As a mix of ‘pureblood’ and ‘Mudblood’, Ron and Hermione’s romance can almost be described as a modern ‘Pride and Prejudice’; but I grew up idolising Hermione not because she was a ‘Mudblood’ or campaigner for S.P.E.W., but because this eleven year old character realised that friendship and bravery really do matter most. The relationship and ultimate marriage between Ron and Hermione isn’t a cultural lecture to lessen prejudice; I think that they typify that your lover should also be your best friend. And that is surely a lesson which many adults should take heed of.
I’m not a scientist and I have no intention to undermine the research undertaken by Loris Vezzali and his colleagues. But as a Harry Potter fan, I think that the appeal it has to adults as well as children make it more about increasing empathy than reducing prejudice; these are unquestionably related but epitomised by Dobby. In ‘Harry Potter and the Chamber of Secrets’, he is marginalised. By the end of the series, he is a martyr. I cried when he died, not because Dobby was an elf, but because he proved a friend. The reason why I bring this up is because, in 2014, adults are more likely to have completed the series of books than those who are children now and who are, unfortunately, not part of the ‘Harry Potter generation’. Allegedly, university students find it hard to identify with Harry due to not being the same age as him- this is as ridiculous as reasoning it impossible to identify with Voldemort because he lacks the nose that the reader almost certainly does have. Of my friends who have read all of the Harry Potter books, the ones they have re-read the most are the sixth and seventh, which are focused on the death of Dumbledore. I didn’t cry when he died because he was or was not gay, but because his character and his words about happiness, bravery and loyalty have inter-generational resonance.

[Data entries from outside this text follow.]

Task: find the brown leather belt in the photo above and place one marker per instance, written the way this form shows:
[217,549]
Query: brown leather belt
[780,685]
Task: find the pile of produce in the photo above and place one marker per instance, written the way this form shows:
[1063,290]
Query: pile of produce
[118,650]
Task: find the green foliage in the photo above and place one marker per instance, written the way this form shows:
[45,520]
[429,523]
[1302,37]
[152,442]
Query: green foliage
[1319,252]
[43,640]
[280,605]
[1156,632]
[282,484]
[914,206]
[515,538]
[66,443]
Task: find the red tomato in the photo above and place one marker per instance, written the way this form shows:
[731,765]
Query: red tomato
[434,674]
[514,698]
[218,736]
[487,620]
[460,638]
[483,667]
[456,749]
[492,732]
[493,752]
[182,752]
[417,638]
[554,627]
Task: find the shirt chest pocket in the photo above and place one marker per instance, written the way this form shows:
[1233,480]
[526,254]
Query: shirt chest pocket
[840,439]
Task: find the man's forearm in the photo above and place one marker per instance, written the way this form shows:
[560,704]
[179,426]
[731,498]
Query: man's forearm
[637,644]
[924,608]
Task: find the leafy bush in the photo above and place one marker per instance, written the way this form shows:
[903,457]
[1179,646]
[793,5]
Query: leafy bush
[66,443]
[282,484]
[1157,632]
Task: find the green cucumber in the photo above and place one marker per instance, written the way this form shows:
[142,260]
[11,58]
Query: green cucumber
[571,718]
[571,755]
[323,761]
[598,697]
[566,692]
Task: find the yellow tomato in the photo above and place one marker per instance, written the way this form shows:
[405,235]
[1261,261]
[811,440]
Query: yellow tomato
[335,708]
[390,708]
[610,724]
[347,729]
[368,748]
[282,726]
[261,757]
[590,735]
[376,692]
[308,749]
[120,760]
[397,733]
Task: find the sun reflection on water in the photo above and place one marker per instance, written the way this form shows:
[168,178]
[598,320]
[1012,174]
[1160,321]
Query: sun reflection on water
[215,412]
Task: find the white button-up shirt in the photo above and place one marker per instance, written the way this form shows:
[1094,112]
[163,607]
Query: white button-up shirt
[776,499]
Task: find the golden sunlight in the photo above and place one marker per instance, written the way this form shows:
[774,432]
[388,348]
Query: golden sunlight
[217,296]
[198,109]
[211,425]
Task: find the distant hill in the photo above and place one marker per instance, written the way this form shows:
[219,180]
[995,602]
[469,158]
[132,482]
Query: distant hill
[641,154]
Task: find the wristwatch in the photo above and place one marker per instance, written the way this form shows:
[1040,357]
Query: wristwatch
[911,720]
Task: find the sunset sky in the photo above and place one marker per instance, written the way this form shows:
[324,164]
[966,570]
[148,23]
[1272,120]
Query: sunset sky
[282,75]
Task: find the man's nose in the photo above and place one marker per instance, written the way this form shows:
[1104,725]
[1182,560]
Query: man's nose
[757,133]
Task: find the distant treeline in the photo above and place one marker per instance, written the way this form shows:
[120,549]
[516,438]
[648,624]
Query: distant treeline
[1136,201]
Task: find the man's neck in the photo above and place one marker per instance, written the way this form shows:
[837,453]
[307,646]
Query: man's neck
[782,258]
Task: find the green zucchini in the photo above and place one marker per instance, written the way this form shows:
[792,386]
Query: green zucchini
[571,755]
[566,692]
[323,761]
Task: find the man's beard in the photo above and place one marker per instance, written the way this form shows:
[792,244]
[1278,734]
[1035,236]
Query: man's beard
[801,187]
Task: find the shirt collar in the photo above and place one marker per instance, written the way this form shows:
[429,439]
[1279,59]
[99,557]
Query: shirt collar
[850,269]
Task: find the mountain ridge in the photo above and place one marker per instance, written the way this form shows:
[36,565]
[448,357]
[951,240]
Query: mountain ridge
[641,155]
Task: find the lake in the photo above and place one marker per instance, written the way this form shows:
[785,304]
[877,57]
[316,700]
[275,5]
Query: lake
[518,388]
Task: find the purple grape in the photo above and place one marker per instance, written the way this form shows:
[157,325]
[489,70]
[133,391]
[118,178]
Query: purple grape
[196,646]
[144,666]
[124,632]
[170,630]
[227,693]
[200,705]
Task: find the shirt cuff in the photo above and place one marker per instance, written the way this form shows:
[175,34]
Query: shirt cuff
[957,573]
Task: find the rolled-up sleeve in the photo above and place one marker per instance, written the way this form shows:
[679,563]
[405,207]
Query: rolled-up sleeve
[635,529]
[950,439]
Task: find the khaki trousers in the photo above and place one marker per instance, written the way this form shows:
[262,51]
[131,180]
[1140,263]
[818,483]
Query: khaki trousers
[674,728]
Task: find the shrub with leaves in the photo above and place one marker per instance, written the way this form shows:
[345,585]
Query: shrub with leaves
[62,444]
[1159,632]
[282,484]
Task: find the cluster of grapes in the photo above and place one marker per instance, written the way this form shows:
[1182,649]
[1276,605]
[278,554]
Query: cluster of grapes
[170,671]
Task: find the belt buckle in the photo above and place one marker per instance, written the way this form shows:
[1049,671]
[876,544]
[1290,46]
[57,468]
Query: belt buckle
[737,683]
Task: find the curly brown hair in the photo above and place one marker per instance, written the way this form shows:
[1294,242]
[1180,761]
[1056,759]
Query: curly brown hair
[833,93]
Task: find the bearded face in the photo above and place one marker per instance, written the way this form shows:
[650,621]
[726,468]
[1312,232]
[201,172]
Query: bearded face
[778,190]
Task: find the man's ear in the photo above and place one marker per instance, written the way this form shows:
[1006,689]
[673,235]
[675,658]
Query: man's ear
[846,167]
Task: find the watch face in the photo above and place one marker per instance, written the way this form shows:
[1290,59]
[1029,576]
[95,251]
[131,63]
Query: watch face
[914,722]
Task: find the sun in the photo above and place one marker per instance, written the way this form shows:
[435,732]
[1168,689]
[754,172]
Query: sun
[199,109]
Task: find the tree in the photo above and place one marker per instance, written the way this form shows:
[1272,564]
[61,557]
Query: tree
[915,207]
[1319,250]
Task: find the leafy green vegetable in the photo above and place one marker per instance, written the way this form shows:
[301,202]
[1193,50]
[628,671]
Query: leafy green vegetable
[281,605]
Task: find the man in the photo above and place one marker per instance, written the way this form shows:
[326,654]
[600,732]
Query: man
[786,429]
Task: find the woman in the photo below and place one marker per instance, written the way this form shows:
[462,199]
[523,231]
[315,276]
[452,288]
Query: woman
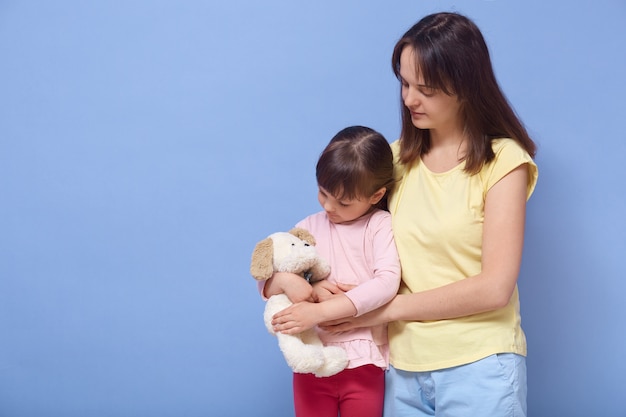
[465,171]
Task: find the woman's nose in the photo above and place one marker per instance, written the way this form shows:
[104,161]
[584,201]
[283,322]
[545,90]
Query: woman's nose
[411,98]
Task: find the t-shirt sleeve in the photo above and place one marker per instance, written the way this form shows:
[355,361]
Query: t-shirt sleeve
[508,156]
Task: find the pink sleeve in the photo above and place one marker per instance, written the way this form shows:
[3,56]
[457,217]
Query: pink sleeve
[383,286]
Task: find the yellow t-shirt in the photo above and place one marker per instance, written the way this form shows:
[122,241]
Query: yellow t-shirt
[437,224]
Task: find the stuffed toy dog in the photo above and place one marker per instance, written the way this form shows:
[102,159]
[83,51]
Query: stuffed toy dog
[295,252]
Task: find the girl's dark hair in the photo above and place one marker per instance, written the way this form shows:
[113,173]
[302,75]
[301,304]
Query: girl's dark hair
[355,164]
[452,56]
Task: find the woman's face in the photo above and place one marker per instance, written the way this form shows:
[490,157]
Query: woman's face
[430,108]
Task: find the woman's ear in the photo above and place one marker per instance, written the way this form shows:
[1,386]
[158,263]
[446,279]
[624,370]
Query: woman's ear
[378,195]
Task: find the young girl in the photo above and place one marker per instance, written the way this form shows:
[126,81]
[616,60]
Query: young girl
[353,233]
[465,170]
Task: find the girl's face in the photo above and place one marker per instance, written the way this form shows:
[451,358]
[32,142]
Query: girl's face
[342,211]
[430,108]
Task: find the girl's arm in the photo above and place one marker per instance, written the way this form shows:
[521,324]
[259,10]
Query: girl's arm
[503,239]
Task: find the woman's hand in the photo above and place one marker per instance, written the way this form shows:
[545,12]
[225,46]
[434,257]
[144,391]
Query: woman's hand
[324,290]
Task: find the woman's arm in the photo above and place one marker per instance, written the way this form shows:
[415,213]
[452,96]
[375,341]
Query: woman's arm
[503,239]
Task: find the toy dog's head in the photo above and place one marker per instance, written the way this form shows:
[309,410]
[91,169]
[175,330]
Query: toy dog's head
[287,252]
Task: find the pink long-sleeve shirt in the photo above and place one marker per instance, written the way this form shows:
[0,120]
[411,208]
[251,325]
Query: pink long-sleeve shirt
[363,253]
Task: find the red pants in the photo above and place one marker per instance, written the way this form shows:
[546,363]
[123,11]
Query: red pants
[357,392]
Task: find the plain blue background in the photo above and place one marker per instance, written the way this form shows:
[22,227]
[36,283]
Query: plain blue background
[146,146]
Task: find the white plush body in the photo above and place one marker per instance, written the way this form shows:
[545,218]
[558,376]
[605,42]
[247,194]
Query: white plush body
[295,252]
[304,352]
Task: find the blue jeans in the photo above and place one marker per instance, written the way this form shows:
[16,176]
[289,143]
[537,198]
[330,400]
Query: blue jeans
[491,387]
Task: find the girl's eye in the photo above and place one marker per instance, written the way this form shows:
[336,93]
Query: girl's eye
[428,91]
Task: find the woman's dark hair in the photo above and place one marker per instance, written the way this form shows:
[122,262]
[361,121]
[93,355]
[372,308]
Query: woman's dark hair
[452,56]
[355,164]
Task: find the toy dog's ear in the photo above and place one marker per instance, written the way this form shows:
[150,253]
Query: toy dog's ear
[304,235]
[262,264]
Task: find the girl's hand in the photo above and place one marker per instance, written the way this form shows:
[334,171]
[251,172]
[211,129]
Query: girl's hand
[296,318]
[373,318]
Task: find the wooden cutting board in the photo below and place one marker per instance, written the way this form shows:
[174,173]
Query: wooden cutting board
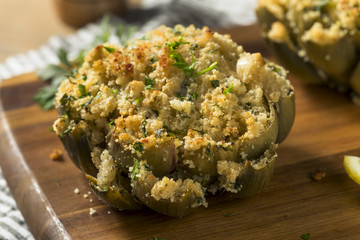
[327,127]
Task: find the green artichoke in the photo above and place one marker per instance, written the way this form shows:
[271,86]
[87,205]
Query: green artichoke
[316,40]
[173,116]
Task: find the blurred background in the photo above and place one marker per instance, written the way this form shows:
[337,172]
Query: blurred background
[32,32]
[29,24]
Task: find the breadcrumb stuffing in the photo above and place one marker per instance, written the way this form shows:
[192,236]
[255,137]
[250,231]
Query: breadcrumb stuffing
[165,115]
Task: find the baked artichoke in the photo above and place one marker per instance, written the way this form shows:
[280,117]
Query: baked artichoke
[173,116]
[318,40]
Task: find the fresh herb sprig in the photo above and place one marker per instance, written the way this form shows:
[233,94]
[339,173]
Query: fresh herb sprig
[55,74]
[179,61]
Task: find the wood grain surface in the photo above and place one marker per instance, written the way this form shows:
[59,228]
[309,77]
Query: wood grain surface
[327,127]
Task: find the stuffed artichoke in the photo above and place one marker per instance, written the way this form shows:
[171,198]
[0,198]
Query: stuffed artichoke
[173,116]
[318,40]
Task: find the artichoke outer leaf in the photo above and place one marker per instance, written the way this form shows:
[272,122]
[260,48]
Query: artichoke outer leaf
[143,185]
[161,159]
[115,196]
[337,59]
[255,174]
[285,110]
[77,146]
[254,148]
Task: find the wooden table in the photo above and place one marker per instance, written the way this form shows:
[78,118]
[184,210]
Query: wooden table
[327,126]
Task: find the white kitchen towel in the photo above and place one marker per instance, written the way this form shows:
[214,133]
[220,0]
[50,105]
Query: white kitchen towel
[212,13]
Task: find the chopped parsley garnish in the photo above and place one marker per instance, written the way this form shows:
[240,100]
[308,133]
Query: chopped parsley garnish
[227,148]
[179,62]
[213,50]
[114,91]
[82,90]
[195,95]
[138,146]
[194,46]
[229,89]
[55,74]
[160,132]
[143,127]
[152,60]
[175,45]
[320,5]
[145,37]
[136,169]
[98,95]
[66,99]
[69,129]
[156,112]
[199,131]
[274,68]
[138,100]
[215,83]
[305,236]
[109,49]
[211,67]
[149,83]
[199,200]
[111,123]
[209,151]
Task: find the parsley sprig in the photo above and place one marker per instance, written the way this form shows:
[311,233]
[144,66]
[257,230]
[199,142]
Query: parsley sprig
[55,74]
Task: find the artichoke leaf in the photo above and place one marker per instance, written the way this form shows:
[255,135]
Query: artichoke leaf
[186,201]
[77,146]
[251,176]
[161,158]
[285,111]
[115,195]
[336,59]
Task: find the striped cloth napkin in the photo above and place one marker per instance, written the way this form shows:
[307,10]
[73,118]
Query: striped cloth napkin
[212,13]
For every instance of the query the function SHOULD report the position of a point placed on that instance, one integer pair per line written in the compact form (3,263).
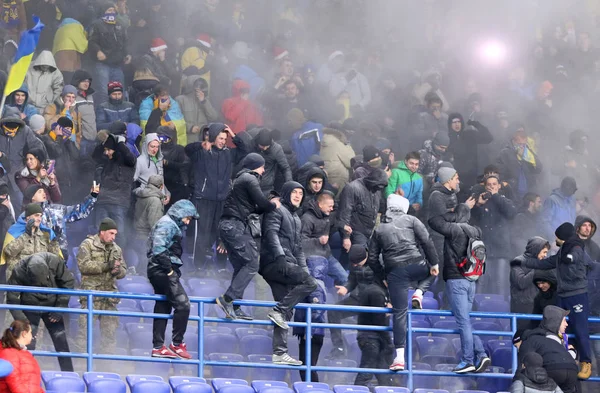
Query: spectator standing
(44,270)
(26,375)
(44,80)
(100,261)
(164,264)
(237,227)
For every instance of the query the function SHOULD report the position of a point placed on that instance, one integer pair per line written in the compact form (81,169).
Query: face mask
(110,18)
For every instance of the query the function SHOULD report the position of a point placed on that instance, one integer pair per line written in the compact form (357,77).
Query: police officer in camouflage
(101,263)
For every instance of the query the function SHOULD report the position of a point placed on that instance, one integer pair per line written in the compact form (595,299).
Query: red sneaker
(180,350)
(163,352)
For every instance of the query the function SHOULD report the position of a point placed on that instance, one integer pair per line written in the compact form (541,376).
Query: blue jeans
(105,74)
(118,214)
(461,293)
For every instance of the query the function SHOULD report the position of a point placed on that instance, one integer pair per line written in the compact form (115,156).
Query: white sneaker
(286,359)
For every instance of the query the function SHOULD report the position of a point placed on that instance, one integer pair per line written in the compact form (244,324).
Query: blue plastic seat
(219,383)
(192,388)
(134,379)
(256,344)
(300,387)
(350,389)
(259,385)
(178,380)
(107,385)
(92,376)
(151,387)
(66,384)
(48,375)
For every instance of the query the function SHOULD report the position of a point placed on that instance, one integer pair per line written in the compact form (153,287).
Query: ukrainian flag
(23,57)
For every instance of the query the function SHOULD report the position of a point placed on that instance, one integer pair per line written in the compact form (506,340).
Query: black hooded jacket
(456,231)
(522,288)
(44,270)
(360,201)
(555,355)
(246,197)
(281,231)
(462,148)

The applicability of his counsel to ‘pity the living, and, above all, those who live without love’ to Malfoy and Muggles alike, whether or not they suffer or advocate discrimination, makes Dumbledore a teacher for the world of real life. I recently read an article about a teenage girl from Texas whose entire family were murdered, but has found strength in the screenplay quote, ‘happiness can be found even in the darkest times if one only remembers to turn on the light’. I don’t think it’s unreasonable to call the Harry Potter series inspirational rather than educational. Ultimately, the study’s premise that Harry Potter can eradicate bigotry may be somewhat fantastical; and the survey’s limitation to children is, in my opinion, even more so. I believe that Rowling has as much to teach about friendship and fidelity to adults as it does to children. If Harry Potter can transfigure injustice into justice, then I’m not one to Quirrel with that.